Apr 5, 2023 - ⏱️ 1 minute to read
Last week I got stuck on a reverse engineering exercise (using GDB to analyze memory content is a lot of fun. The solution was changing the choice of the starting offset from where to start to view the memory. I was reading "no-sense" instructions, and I felt stuck).
I talked to the course teacher, and he didn't provide an immediate solution. He just told me to keep it simple. At that time, I felt even more frustrated. In theory, the steps I was taking were correct. I was missing a little piece.
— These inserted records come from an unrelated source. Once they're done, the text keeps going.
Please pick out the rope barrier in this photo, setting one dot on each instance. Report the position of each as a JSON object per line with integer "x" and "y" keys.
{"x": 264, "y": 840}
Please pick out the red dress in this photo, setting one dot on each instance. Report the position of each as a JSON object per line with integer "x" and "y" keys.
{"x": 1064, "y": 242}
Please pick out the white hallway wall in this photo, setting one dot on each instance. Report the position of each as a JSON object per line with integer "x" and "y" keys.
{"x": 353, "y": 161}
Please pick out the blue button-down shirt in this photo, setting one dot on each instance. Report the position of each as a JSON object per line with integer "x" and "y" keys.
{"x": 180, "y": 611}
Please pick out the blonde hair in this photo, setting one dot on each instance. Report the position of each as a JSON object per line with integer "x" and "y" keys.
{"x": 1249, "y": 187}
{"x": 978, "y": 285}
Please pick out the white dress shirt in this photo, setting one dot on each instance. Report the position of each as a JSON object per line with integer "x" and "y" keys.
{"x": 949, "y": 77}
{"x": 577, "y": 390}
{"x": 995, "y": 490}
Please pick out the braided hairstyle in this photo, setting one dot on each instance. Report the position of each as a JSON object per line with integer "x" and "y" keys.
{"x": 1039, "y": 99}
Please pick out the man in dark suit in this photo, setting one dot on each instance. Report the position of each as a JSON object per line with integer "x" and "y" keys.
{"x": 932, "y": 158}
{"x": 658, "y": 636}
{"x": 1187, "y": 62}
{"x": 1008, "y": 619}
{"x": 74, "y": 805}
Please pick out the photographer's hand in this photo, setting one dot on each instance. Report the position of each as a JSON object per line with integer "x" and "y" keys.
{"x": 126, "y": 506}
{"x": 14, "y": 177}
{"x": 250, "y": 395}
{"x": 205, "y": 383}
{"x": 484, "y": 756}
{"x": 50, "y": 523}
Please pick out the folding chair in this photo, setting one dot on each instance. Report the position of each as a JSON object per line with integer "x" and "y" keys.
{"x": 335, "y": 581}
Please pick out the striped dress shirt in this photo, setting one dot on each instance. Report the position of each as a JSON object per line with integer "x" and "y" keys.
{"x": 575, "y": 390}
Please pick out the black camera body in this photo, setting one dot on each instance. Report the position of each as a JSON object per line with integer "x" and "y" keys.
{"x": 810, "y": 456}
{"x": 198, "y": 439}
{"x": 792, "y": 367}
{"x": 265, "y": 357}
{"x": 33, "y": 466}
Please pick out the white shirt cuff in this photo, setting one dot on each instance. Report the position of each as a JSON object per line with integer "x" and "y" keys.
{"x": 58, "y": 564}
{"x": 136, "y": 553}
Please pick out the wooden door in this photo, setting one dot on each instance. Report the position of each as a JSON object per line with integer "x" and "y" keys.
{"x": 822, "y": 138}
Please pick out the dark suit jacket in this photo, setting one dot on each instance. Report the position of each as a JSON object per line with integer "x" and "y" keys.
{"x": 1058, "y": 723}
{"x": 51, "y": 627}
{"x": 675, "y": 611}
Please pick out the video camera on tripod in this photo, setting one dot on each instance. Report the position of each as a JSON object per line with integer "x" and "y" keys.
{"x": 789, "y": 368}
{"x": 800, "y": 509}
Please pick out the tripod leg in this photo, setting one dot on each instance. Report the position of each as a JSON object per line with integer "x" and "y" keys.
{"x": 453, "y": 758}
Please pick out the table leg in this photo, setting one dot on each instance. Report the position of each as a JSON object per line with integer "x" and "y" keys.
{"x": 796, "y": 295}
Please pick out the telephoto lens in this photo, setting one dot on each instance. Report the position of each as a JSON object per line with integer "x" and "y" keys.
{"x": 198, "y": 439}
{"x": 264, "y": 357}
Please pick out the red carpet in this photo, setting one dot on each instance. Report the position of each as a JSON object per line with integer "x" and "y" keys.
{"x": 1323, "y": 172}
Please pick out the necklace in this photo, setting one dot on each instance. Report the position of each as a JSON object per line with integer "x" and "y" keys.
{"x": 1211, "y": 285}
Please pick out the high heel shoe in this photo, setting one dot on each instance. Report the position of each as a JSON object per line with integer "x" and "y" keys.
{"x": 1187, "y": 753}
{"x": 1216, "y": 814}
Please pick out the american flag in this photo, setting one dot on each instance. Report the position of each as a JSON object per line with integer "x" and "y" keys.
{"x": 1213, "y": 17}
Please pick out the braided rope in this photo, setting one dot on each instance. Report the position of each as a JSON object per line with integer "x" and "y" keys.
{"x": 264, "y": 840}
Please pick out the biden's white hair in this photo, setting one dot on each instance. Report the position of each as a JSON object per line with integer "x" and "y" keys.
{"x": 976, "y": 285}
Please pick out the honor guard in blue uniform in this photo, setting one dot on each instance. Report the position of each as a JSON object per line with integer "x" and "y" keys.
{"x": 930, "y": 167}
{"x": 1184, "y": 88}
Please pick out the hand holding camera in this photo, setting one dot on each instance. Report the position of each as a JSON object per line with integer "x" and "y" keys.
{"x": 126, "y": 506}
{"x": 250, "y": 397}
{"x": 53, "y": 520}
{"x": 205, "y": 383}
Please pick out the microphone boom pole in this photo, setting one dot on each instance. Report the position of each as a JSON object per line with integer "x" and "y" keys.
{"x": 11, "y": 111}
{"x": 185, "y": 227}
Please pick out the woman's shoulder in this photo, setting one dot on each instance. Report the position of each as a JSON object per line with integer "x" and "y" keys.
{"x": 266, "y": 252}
Yesterday I finally solved the exercise, and I remembered a quote from a book I read last month:
...I once asked him why the Master had looked on so long at my futile efforts to draw the bow “spiritually” why he had not insisted on the correct breathing right from the the start. “A great Master”, he replied, “must also be a great teacher. ...Had he begun the lessons with breathing exercises, he would never have been able to convince you that you owe them anything decisive. You had to suffer shipwreck through your own efforts before you were ready to seize the lifebelt he threw you. ...from: Zen in the Art of Archery - Eugen Herrigel
Had he told me immediately what I was missing, I could've concluded the exercise quickly, there's no doubt, but I would've completely missed the lesson that, sometimes, it's best to have a more expansive vision of the problem and that in many instances, answers are indeed simple.